Automata learning is a way do gain knowledge of the internal structure of a given black box system. The approach is to send queries to the system under consideration and observe its reactions. The topic of the thesis is to investigate and implement methods for applying learning algorithms to discover hardware secrets in microprocessors. As a first aspect, cache replacement strategies should be investigated: Given a processor with an unknown cache replacement strategy, different memory access patterns can be tried and the system behavior observed (execution time, performance counters, ...) in order to deduce which replacement policy is used.
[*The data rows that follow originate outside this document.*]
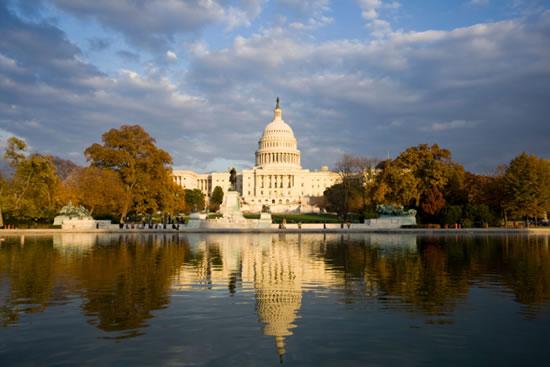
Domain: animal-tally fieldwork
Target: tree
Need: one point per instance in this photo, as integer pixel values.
(356, 177)
(216, 199)
(527, 187)
(100, 190)
(30, 193)
(433, 167)
(143, 168)
(194, 200)
(395, 186)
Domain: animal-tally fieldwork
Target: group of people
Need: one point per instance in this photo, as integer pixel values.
(162, 226)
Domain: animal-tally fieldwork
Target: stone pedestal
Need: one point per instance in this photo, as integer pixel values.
(196, 220)
(265, 220)
(231, 207)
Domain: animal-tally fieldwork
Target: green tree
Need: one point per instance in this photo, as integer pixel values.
(216, 199)
(194, 200)
(527, 187)
(143, 168)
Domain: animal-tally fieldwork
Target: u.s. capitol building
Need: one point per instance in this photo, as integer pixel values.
(277, 179)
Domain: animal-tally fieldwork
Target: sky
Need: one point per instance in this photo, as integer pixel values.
(365, 77)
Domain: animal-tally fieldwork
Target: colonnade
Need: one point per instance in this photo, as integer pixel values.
(275, 181)
(284, 158)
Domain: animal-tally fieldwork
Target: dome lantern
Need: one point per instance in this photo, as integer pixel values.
(278, 147)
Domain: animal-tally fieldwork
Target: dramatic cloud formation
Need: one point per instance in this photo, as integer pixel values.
(481, 90)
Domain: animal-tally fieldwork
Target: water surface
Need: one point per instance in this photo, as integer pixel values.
(266, 299)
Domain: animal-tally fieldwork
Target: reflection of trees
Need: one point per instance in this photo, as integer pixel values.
(28, 271)
(435, 276)
(125, 281)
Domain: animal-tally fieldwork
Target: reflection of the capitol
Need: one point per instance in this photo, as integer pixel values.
(279, 268)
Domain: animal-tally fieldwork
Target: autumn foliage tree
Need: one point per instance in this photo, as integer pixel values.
(30, 192)
(143, 168)
(527, 187)
(99, 190)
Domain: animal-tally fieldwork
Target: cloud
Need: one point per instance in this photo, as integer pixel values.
(99, 44)
(370, 11)
(451, 125)
(171, 55)
(153, 24)
(481, 91)
(128, 56)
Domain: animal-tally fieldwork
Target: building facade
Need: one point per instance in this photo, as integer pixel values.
(277, 178)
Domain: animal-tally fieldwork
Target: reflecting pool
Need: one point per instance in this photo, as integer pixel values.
(270, 299)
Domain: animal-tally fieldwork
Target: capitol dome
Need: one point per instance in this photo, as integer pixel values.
(277, 147)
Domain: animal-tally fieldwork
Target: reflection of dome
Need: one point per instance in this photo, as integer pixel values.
(277, 146)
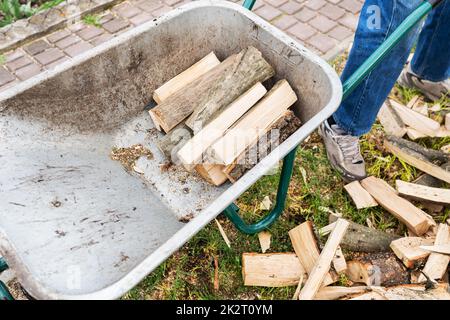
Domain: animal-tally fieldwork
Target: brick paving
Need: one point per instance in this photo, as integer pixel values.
(324, 26)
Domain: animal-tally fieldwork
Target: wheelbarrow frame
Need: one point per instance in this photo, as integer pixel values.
(348, 87)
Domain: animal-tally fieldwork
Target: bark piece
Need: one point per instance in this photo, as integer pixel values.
(254, 124)
(184, 78)
(360, 196)
(414, 218)
(337, 292)
(437, 264)
(247, 68)
(213, 91)
(271, 269)
(320, 270)
(381, 269)
(442, 248)
(408, 250)
(191, 153)
(278, 133)
(360, 238)
(339, 263)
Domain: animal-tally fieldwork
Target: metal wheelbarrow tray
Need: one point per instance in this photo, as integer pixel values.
(73, 223)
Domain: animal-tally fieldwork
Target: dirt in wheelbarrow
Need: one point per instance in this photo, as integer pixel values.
(128, 156)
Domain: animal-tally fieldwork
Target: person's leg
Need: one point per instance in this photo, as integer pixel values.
(430, 68)
(431, 60)
(358, 112)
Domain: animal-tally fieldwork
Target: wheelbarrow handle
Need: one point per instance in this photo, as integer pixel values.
(385, 48)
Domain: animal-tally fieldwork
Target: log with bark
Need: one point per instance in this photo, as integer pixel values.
(213, 91)
(278, 133)
(360, 238)
(254, 123)
(380, 269)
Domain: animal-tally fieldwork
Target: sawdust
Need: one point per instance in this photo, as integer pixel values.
(128, 156)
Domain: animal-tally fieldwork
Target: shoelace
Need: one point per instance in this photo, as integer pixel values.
(348, 144)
Part of the work is to develop a formal model (e.g. an automata model) that can be used to describe cache replacement strategies and is at the same time suited for learning algorithms.

Contact: Martin Stigge

Prerequisites: Basic knowledge about computer architecture; knowledge about automata learning is useful as well but can be acquired during the thesis work.

SAT-based detection of common defects in embedded software (Closed)

SAT-based bounded model checking techniques are able to efficiently and statically detect the possibility of runtime exceptions in low-level imperative code, e.g., due to erroneous use of pointers, incorrect use of APIs, or arithmetic overflows. Model checking can therefore find bugs at an early stage in software development and provide valuable feedback for developers. An overview of applications and case studies, derived using the bounded model checker CBMC, is given on this page.

This thesis is on the application of SAT-based techniques to detect common classes of software defects in embedded systems; the thesis work includes

  • describing and formalising the defects to be detected, which can be related both to the considered operating system, the considered micro-controller, and libraries. An example would be the (forbidden) termination of task functions in the FreeRTOS system.
  • implementation of a front-end that can handle the considered C dialect and frameworks
  • implementation of a translator that connects the front-end with existing model checking back-ends (e.g., CBMC), by encoding potential defects as logical assertions
  • evaluation using case studies and benchmarks.

Contact: Philipp Rümmer

Prerequisites: basic knowledge about compiler construction, verification, logic, and development of embedded software

Contract-based verification of non-functional properties for embedded systems

Our group has previously designed and developed contract-based verification tools for hierarchical architectural models of embedded systems, partly building on modelling paradigms developed at the University of Manchester. Besides functional properties (e.g., a system generates correct results), we have investigated how basic timing properties can be modelled and verified (e.g., a system generates correct results within a specified time). The topic of this thesis is to investigate how the existing modelling and verification methodology can be generalised to take other forms of non-functional properties into account, such as the allocation or consumption of resources other than time (memory, devices, bandwidth, etc.), or the possibility of hardware failures. To this end, a theory should be developed how such properties can be modelled in contracts, and be verified. The resulting methodology should be implemented by extending the existing contract-based verification tool.

Contact: Philipp Rümmer

Prerequisites: basic knowledge about compiler construction, verification, logic, and development of embedded software

Updated  2015-10-07 14:29:10 by Philipp Rümmer.